Ask any marketing guru and they will advise we use a heavy bottle because it feels like you are getting more for your money and gives the impression of luxury.  The same with embossed gold foil and other decoration. The sustainability engineer on the other hand will want us to use lightweight glass and plain packaging, if not a miniature wine bladder as it is low impact on the environment.  We will be changing over to locally made, lightweight glass bottles that utilise a high percentage of recycled glass with minimal transport costs.

Sustainability is a balancing act and the hardest thing to juggle is financial sustainability, or viability. Using second hand wine packaging for your product may be good for the environment, but it won’t look too good on the shelf and we may never sell another bottle. Covering the carpark in solar panels may also be good for the environment, but it is no good if we have no funds left to pay for laying down barrels.
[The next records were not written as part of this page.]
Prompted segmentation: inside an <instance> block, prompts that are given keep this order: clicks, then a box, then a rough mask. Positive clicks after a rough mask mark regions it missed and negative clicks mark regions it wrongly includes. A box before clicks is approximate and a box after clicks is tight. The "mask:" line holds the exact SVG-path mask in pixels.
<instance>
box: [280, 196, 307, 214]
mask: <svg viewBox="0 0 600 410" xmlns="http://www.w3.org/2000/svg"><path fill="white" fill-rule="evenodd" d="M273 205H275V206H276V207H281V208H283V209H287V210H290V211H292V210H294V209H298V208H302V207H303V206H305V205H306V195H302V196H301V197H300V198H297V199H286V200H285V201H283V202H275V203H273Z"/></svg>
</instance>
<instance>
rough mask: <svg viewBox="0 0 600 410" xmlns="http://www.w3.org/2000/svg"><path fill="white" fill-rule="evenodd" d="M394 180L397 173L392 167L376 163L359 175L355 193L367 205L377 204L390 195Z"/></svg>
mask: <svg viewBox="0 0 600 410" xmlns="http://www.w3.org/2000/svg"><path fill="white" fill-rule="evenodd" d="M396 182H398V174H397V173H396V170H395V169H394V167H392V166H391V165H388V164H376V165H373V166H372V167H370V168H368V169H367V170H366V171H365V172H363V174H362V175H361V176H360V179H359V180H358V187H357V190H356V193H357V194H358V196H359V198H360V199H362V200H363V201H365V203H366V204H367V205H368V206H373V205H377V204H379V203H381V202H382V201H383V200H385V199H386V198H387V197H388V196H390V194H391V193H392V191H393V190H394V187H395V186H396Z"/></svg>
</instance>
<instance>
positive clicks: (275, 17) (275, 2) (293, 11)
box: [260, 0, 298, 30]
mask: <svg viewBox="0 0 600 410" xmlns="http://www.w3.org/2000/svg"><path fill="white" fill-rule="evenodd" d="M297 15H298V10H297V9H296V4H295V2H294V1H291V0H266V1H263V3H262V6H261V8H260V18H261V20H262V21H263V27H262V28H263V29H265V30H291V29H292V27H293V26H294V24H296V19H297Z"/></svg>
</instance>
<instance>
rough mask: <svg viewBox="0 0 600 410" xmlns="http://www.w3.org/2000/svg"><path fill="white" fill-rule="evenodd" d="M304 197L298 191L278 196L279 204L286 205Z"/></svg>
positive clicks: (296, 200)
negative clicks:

Here at The Shed we are chipping away at sustainability, doing what we can, while we can.

We will get there in the end, probably sooner rather than later because we are all breathing the same air and drinking the same water, plus it just makes good economic sense for us to be as sustainable as possible as it saves money.  

People easily understand that efficiency is a big part of achieving sustainability. Few people readily realise that it is also a big part of the flavour of a whisky. Not only is it inefficient to leave some sugar in the mash tun when mashing, but it isn’t good for the product either as you are leaving a goodly amount of flavour behind with that sugar.

The thing that will make the biggest gains in sustainability is the attitude of the buying public because you influence our politicians and their policies, and by demanding sustainable products you force the producers down the sustainability path too.